Our integration as a cohesive joint force with our sister service, the Royal Navy, then together as a UK force with both our French and US allies, has been an outstanding example of how Britain can rapidly respond, deploying a credible force, and immediately engage with key allies.

An RAF TriStar
An RAF TriStar at RAF Akrotiri in Cyprus (library image) [Picture: Senior Aircraftwoman Helen Rimmer, Crown copyright]

Wing Commander Crawford said that aircraft from 121 EAW were able to conduct sorties from Cyprus within hours of arriving on 24 August to reduce the threat potentially posed at the height of the recent turmoil.

They included:

  • Typhoons from 11 Squadron based at RAF Coningsby which, over the 2-and-a-half months of the operation, flew 224 sorties

  • E-3D Sentry aircraft from 8 Squadron based at RAF Waddington, which routinely flew 10 sorties, 7-days-a-week, to provide command and control of other aircraft

In addition:

  • TriStar tankers from 216 Squadron based at RAF Brize Norton provided air-to-air refuelling

  • A-Type 101 radar from No 1 Air Control Centre based at RAF Scampton provided round-the-clock radar coverage and tactical control of aircraft during sorties

  • No 4 Force Protection Wing from RAF Brize Norton assumed responsibility for security at RAF Akrotiri in Cyprus within 12 hours of arriving

An RAF E-3D Sentry
An RAF E-3D Sentry at RAF Akrotiri in Cyprus (library image) [Picture: Senior Aircraftwoman Helen Rimmer, Crown copyright]

The deployed force was followed by Royal Navy Type 45 destroyer HMS Dragon, which combined with RAF units to generate a constant picture of activity in the eastern Mediterranean as part of the air defence effort.

The Officer Commanding 11 Squadron, Wing Commander Chris Layden, said that as the threat in the region decreased the Typhoon detachment was able to hone its skills even further.
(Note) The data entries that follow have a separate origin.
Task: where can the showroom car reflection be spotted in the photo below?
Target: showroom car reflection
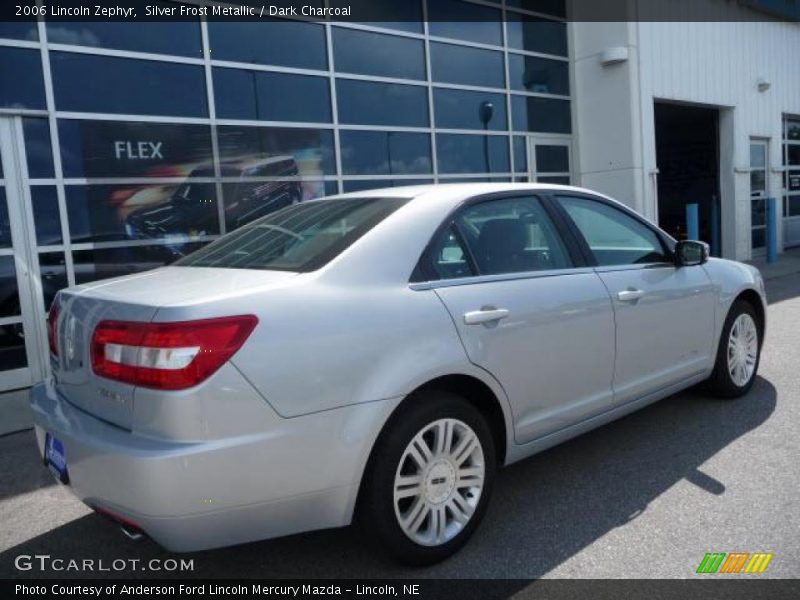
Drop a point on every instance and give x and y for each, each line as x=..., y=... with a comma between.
x=252, y=189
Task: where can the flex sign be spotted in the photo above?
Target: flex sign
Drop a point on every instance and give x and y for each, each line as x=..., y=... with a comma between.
x=138, y=150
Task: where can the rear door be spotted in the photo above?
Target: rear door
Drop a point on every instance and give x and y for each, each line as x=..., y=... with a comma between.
x=526, y=311
x=664, y=314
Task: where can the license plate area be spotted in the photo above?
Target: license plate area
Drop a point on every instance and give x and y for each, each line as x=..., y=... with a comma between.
x=55, y=458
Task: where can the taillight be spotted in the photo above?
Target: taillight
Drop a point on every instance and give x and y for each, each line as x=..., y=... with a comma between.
x=52, y=329
x=167, y=356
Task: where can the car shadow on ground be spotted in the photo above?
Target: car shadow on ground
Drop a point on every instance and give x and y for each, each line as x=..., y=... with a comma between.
x=544, y=510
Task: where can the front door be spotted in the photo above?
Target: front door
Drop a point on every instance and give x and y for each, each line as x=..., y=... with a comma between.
x=759, y=192
x=664, y=314
x=21, y=323
x=542, y=328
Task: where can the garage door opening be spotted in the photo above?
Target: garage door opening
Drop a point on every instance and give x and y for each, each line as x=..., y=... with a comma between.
x=687, y=155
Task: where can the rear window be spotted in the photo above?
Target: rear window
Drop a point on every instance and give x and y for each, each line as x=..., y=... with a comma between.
x=302, y=237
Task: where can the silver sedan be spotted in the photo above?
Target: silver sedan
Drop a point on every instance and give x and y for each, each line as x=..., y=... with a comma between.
x=375, y=357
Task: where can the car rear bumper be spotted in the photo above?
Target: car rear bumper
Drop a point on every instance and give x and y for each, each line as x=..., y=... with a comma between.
x=301, y=474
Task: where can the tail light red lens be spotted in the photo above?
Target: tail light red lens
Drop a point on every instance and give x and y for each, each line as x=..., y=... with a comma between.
x=52, y=329
x=167, y=356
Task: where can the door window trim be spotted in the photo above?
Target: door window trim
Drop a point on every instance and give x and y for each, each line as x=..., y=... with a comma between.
x=423, y=277
x=667, y=243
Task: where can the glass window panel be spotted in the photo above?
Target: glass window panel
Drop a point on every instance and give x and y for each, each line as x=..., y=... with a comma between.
x=12, y=345
x=53, y=270
x=91, y=265
x=19, y=30
x=556, y=8
x=552, y=159
x=520, y=154
x=249, y=199
x=547, y=115
x=89, y=83
x=614, y=237
x=536, y=35
x=247, y=151
x=174, y=36
x=385, y=153
x=472, y=153
x=38, y=150
x=369, y=53
x=540, y=75
x=359, y=185
x=368, y=103
x=179, y=212
x=512, y=235
x=467, y=66
x=793, y=155
x=269, y=42
x=134, y=149
x=9, y=294
x=459, y=109
x=256, y=95
x=465, y=21
x=405, y=15
x=21, y=83
x=5, y=224
x=45, y=214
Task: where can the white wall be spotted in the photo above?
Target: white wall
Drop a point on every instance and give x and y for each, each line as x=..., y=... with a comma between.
x=711, y=63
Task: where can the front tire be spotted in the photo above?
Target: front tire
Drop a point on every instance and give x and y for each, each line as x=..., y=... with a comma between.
x=429, y=479
x=738, y=353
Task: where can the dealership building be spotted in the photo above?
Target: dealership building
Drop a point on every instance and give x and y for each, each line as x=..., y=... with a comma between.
x=126, y=145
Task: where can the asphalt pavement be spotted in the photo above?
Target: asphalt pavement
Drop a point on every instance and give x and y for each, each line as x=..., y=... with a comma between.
x=644, y=497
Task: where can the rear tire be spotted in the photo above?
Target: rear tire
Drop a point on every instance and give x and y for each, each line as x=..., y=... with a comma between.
x=738, y=353
x=429, y=479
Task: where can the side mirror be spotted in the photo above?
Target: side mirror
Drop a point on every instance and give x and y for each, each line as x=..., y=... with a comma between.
x=689, y=253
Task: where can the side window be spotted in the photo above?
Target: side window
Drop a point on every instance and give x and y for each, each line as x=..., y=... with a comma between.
x=512, y=235
x=614, y=237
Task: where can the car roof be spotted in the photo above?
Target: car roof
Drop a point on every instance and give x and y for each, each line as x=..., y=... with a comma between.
x=456, y=192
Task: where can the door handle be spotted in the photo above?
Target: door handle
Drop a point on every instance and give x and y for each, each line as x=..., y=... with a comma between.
x=485, y=315
x=630, y=295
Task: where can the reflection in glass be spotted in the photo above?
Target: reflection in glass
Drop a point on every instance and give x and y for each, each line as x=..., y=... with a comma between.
x=53, y=270
x=536, y=35
x=247, y=150
x=547, y=115
x=130, y=149
x=21, y=83
x=472, y=153
x=160, y=37
x=5, y=224
x=459, y=109
x=520, y=154
x=9, y=294
x=91, y=265
x=368, y=103
x=87, y=83
x=467, y=66
x=368, y=53
x=385, y=153
x=261, y=96
x=38, y=150
x=552, y=158
x=102, y=213
x=465, y=21
x=269, y=42
x=45, y=215
x=540, y=75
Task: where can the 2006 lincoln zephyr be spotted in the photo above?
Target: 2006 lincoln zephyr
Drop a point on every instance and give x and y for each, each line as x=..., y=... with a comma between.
x=376, y=356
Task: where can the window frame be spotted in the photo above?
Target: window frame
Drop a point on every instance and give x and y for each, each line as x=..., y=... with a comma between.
x=424, y=275
x=667, y=243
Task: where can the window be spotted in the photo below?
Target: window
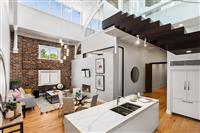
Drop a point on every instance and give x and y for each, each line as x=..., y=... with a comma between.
x=54, y=7
x=49, y=77
x=49, y=53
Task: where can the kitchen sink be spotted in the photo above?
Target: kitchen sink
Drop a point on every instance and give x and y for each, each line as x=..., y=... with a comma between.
x=125, y=109
x=130, y=106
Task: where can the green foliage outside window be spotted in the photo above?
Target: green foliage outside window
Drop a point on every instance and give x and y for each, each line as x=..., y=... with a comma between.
x=53, y=56
x=49, y=53
x=44, y=54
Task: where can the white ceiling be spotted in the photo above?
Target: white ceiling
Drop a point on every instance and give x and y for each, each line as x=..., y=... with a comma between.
x=78, y=4
x=191, y=25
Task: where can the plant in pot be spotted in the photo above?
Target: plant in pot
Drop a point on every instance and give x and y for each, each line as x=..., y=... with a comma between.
x=9, y=109
x=14, y=84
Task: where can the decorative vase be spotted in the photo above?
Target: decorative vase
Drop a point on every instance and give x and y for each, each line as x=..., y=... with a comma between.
x=16, y=112
x=10, y=114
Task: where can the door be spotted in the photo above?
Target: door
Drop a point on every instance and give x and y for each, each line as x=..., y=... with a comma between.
x=179, y=84
x=193, y=78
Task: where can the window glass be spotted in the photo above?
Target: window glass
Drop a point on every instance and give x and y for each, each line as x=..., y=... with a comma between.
x=49, y=53
x=43, y=5
x=76, y=17
x=67, y=13
x=55, y=8
x=30, y=3
x=53, y=54
x=44, y=53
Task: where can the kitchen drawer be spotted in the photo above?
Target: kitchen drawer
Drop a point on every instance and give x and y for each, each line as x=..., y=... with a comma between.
x=183, y=107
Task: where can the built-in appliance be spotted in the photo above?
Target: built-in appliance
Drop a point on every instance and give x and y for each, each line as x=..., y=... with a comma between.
x=185, y=84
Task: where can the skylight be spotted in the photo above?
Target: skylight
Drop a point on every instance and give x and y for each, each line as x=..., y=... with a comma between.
x=56, y=8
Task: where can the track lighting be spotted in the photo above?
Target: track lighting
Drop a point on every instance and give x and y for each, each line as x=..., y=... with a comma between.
x=61, y=42
x=188, y=51
x=145, y=42
x=137, y=42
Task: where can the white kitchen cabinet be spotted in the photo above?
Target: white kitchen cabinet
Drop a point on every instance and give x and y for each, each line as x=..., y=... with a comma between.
x=179, y=84
x=193, y=78
x=186, y=92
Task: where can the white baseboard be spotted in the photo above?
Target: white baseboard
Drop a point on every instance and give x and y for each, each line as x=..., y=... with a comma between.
x=168, y=112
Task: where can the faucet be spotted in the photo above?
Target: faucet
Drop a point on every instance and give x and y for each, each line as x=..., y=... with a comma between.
x=118, y=99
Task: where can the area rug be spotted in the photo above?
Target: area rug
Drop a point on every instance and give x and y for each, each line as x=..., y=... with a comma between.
x=45, y=106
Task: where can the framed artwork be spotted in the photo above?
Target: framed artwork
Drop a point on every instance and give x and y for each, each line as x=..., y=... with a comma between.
x=100, y=66
x=100, y=82
x=87, y=73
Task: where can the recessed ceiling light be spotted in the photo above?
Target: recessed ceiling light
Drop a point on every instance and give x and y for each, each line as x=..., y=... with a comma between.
x=180, y=25
x=137, y=42
x=188, y=51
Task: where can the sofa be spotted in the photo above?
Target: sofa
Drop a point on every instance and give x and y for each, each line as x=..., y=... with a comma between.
x=20, y=95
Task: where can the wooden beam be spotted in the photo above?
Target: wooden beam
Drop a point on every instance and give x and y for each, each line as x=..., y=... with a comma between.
x=127, y=24
x=110, y=21
x=152, y=33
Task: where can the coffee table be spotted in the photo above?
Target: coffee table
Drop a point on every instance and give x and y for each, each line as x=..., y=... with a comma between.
x=52, y=96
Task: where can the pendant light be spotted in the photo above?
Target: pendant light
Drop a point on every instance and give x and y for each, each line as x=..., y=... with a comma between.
x=137, y=42
x=145, y=42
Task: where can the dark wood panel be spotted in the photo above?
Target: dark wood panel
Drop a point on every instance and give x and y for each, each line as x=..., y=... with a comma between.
x=153, y=32
x=109, y=21
x=174, y=40
x=126, y=24
x=148, y=78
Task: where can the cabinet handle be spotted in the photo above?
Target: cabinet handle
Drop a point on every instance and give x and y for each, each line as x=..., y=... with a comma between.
x=185, y=101
x=188, y=85
x=185, y=85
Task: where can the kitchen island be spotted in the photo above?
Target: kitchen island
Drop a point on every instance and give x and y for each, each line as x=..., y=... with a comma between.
x=102, y=119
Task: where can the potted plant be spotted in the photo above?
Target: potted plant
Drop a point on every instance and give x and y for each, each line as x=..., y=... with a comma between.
x=14, y=84
x=9, y=109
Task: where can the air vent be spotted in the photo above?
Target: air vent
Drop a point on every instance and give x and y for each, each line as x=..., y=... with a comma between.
x=185, y=63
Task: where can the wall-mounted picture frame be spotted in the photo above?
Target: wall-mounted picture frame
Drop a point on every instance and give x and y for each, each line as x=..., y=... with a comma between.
x=100, y=66
x=87, y=73
x=100, y=82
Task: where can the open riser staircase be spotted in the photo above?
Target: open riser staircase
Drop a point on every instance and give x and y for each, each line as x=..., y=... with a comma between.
x=175, y=40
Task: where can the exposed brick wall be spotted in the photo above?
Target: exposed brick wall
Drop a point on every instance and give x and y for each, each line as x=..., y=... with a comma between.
x=25, y=64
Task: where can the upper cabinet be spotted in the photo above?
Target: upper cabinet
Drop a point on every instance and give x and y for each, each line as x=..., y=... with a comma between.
x=185, y=85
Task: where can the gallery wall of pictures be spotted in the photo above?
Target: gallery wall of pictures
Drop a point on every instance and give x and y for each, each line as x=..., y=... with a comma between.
x=100, y=71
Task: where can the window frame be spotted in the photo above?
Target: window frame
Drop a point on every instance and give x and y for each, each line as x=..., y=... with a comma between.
x=58, y=49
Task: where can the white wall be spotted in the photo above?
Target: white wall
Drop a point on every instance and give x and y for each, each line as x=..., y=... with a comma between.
x=35, y=20
x=177, y=13
x=87, y=8
x=4, y=41
x=89, y=63
x=97, y=41
x=172, y=57
x=159, y=75
x=108, y=10
x=138, y=56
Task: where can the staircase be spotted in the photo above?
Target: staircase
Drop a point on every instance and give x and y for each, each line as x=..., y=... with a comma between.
x=166, y=37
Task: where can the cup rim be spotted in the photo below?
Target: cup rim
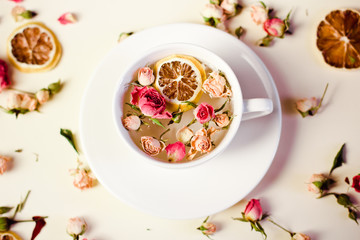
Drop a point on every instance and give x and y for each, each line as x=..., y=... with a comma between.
x=157, y=53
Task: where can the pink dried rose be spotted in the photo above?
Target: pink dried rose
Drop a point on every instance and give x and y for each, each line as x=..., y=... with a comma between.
x=132, y=122
x=43, y=96
x=216, y=86
x=275, y=27
x=300, y=236
x=184, y=134
x=4, y=75
x=356, y=183
x=213, y=14
x=175, y=152
x=230, y=7
x=146, y=76
x=151, y=146
x=259, y=13
x=204, y=113
x=221, y=120
x=201, y=142
x=67, y=18
x=207, y=228
x=76, y=227
x=150, y=102
x=253, y=210
x=4, y=163
x=83, y=178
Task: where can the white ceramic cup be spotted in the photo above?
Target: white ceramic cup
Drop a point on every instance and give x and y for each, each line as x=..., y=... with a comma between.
x=243, y=109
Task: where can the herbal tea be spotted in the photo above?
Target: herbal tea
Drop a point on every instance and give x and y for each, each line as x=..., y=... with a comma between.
x=177, y=109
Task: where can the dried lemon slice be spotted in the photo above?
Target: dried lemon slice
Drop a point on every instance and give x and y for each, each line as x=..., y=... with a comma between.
x=33, y=47
x=179, y=78
x=9, y=236
x=338, y=39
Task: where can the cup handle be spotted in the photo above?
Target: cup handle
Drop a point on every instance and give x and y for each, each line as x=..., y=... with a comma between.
x=256, y=107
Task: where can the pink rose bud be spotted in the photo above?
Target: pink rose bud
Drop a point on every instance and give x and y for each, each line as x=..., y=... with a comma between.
x=356, y=183
x=215, y=85
x=315, y=178
x=175, y=152
x=208, y=228
x=184, y=134
x=150, y=102
x=300, y=236
x=28, y=102
x=222, y=120
x=253, y=210
x=4, y=76
x=274, y=27
x=132, y=122
x=229, y=6
x=83, y=179
x=305, y=104
x=146, y=76
x=259, y=13
x=67, y=18
x=204, y=113
x=151, y=146
x=76, y=226
x=43, y=96
x=212, y=11
x=4, y=163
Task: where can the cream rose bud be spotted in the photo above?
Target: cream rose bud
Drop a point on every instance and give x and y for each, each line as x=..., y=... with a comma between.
x=4, y=163
x=259, y=13
x=208, y=228
x=151, y=146
x=146, y=76
x=315, y=178
x=132, y=122
x=184, y=134
x=212, y=11
x=76, y=226
x=300, y=236
x=43, y=96
x=221, y=120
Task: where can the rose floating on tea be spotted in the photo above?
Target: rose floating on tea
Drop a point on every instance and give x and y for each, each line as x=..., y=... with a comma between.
x=150, y=102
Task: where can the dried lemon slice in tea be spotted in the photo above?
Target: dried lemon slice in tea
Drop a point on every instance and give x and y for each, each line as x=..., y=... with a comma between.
x=338, y=38
x=33, y=47
x=179, y=78
x=9, y=236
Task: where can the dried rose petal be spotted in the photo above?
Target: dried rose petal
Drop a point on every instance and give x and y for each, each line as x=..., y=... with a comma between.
x=67, y=18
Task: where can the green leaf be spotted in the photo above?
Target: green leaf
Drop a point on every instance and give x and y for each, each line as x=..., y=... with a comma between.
x=338, y=160
x=343, y=200
x=5, y=209
x=157, y=122
x=239, y=31
x=21, y=205
x=222, y=106
x=28, y=14
x=69, y=136
x=54, y=87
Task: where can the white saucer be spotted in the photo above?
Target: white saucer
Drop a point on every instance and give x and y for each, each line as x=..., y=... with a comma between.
x=180, y=193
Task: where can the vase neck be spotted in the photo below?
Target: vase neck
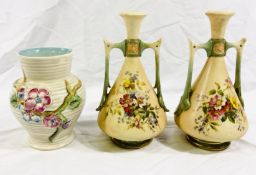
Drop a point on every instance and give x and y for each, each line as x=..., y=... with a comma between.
x=132, y=22
x=219, y=22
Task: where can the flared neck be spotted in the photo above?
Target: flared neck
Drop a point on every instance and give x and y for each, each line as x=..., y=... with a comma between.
x=132, y=22
x=218, y=20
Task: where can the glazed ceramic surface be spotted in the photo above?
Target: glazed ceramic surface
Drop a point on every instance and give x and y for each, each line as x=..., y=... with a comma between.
x=132, y=112
x=48, y=100
x=211, y=112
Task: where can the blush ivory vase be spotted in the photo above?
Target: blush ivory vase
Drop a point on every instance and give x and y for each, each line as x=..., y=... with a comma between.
x=211, y=111
x=132, y=113
x=48, y=100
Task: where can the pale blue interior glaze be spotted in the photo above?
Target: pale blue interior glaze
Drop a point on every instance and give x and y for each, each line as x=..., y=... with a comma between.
x=44, y=52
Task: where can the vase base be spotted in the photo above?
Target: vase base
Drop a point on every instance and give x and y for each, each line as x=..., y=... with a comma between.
x=131, y=144
x=206, y=145
x=45, y=146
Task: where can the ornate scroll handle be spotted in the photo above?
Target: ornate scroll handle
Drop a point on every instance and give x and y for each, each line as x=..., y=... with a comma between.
x=185, y=98
x=156, y=47
x=239, y=48
x=108, y=47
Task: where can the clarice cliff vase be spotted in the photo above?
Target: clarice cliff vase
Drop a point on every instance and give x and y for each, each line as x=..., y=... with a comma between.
x=48, y=100
x=132, y=113
x=211, y=111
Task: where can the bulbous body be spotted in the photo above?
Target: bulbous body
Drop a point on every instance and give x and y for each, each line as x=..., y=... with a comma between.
x=132, y=113
x=211, y=113
x=124, y=115
x=48, y=100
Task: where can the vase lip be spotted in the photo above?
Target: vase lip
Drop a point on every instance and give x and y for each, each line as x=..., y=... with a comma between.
x=133, y=13
x=45, y=52
x=220, y=12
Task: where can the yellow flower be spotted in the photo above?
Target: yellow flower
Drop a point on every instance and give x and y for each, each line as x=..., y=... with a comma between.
x=234, y=102
x=127, y=83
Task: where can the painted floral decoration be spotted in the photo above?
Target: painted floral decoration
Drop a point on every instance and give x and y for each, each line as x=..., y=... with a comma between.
x=217, y=108
x=133, y=107
x=33, y=104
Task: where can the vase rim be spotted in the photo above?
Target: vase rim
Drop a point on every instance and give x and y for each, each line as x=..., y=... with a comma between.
x=220, y=12
x=45, y=52
x=133, y=13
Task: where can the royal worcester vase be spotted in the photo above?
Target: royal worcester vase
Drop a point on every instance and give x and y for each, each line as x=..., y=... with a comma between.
x=48, y=99
x=132, y=113
x=211, y=111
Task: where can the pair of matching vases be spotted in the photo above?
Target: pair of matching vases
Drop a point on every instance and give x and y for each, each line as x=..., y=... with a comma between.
x=49, y=99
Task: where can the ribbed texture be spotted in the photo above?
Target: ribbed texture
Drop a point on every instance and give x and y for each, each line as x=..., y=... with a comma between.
x=46, y=68
x=38, y=132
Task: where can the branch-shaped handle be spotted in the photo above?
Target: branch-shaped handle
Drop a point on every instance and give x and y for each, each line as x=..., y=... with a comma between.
x=108, y=47
x=213, y=48
x=156, y=47
x=185, y=98
x=239, y=48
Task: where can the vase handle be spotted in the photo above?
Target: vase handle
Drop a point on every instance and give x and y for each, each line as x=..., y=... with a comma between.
x=108, y=47
x=156, y=47
x=184, y=103
x=239, y=48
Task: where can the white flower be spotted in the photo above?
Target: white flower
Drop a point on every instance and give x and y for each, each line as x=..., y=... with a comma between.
x=36, y=119
x=26, y=117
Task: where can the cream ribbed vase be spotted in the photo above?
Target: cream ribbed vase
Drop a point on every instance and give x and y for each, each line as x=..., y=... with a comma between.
x=48, y=100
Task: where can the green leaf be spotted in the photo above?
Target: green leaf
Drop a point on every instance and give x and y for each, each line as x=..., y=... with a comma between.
x=62, y=117
x=224, y=118
x=215, y=123
x=218, y=85
x=220, y=92
x=205, y=109
x=14, y=100
x=211, y=92
x=231, y=119
x=213, y=127
x=231, y=116
x=75, y=102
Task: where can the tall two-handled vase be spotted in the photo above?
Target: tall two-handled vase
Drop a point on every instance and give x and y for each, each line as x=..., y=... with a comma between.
x=132, y=113
x=48, y=99
x=211, y=111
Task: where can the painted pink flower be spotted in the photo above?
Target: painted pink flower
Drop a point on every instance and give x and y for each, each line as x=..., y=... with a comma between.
x=229, y=82
x=213, y=101
x=215, y=114
x=38, y=100
x=52, y=121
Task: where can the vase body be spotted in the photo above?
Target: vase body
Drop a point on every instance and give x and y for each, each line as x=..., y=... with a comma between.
x=131, y=114
x=215, y=115
x=48, y=100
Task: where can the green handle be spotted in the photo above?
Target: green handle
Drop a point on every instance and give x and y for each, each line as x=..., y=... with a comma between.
x=212, y=50
x=239, y=48
x=156, y=47
x=139, y=48
x=185, y=98
x=108, y=47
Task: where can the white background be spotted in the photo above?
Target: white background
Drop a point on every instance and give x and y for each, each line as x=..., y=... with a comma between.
x=82, y=25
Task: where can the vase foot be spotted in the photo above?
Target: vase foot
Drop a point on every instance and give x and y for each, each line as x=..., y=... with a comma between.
x=45, y=146
x=206, y=145
x=131, y=144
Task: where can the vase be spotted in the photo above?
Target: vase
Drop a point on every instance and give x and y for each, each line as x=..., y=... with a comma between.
x=48, y=99
x=211, y=111
x=132, y=113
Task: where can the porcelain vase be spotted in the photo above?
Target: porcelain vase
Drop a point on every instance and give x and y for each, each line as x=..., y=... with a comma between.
x=48, y=99
x=132, y=113
x=211, y=112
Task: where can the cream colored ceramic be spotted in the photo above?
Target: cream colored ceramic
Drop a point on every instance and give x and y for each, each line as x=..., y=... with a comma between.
x=48, y=100
x=132, y=113
x=211, y=113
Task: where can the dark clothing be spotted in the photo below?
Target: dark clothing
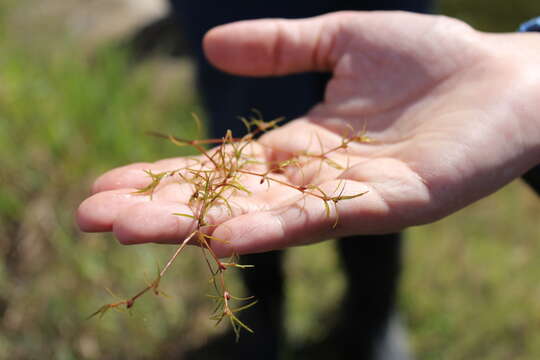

He said:

Alongside defensive alert duties, 11 Squadron conducted an extensive training operation with French, US and British warships.

The deployment also required RAF units to operate in a multinational environment, including conducting joint operations with the American aircraft carrier USS Nimitz and the French Horizon Class destroyer Chevalier Paul.